Kedua hal ini adalah perlakuan khusus kita kepada ahli kitab, meskipun mereka tidak tinggal di negeri muslim. Adapun jika ahli kitab tersebut tinggal di negeri muslim, maka mereka memiliki perlakuan yang berbeda. Mereka itulah yang kita sebut dengan “Ahlu Dzimmah.”

Toleransi bagi nonmuslim yang hidup di negara Islam

Ahlu Dzimmah adalah sebutan untuk orang-orang nonmuslim yang hidup berdampingan di negara Islam dan memiliki kesepakatan damai dengan mereka serta diwajibkan untuk membayar jizyah atau upeti.

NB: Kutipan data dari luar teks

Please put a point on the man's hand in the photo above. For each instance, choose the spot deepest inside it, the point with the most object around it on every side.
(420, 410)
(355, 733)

Di dalam Islam, Ahlu Dzimmah memiliki hak-hak yang sama dengan penduduk sipil muslim lainnya. Di antara hak-hak dan toleransi yang diberikan kepada mereka adalah:

Pertama: Mendapatkan perlindungan dari serangan musuh luar.

Kedua: Jaminan keselamatan dari perbuatan zalim di dalam negeri.

Agama Islam melarang umatnya untuk menyakiti orang kafir Ahlu Dzimmah, baik dengan lisan maupun dengan perbuatan. Dan Allah Ta’ala juga tidak menyukai kezaliman, bagaimana pun bentuknya, meskipun itu kezaliman kepada orang-orang nonmuslim sekalipun. Nabi shallallahu ‘alaihi wasallam pernah bersabda,

أَلَا مَنْ ظَلَمَ مُعَاهِدًا أَوْ انْتَقَصَهُ أَوْ كَلَّفَهُ فَوْقَ طَاقَتِهِ أَوْ أَخَذَ مِنْهُ شَيْئًا بِغَيْرِ طِيبِ نَفْسٍ فَأَنَا حَجِيجُهُ يَوْمَ الْقِيَامَةِ

Ketahuilah, bahwa orang yang menzalimi orang kafir yang menjalin perjanjian dengan Islam atau mengurangi haknya atau membebaninya di atas kemampuannya atau mengambil darinya sesuatu yang tidak ia relakan, maka aku adalah orang yang akan menjadi musuhnya pada hari kiamat.” (HR. Abu Dawud no. 3052)

Umat Islam semenjak Rasulullah shallallahu ‘alaihi wasallam masih hidup, zaman khulafaurrasyidin, dan generasi-generasi seterusnya, sangatlah peduli untuk mencegah ketidakadilan yang terjadi pada Ahli Dhimmah, menahan diri untuk tidak menyakiti mereka, dan mendengarkan setiap keluhan yang datang dari mereka.

Ketiga: Jaminan keselamatan jiwa dan raga.

Darah dan jiwa mereka dilindungi menurut kesepakatan kaum muslimin. Haram hukumnya untuk ditumpahkan. Nabi shallallahu ‘alaihi wasallam bersabda,

من قَتَلَ مُعاهَدًا لَمْ يَرِحْ رائِحَةَ الجَنَّةِ، وإنَّ رِيحَها تُوجَدُ مِن مَسِيرَةِ أرْبَعِينَ عامًا

Barangsiapa yang membunuh orang kafir mu’ahid, maka ia tidak akan mencium bau surga. Sesungguhnya bau surga itu dapat tercium dari jarak perjalanan empat puluh tahun.” (HR. Bukhari no. 3166)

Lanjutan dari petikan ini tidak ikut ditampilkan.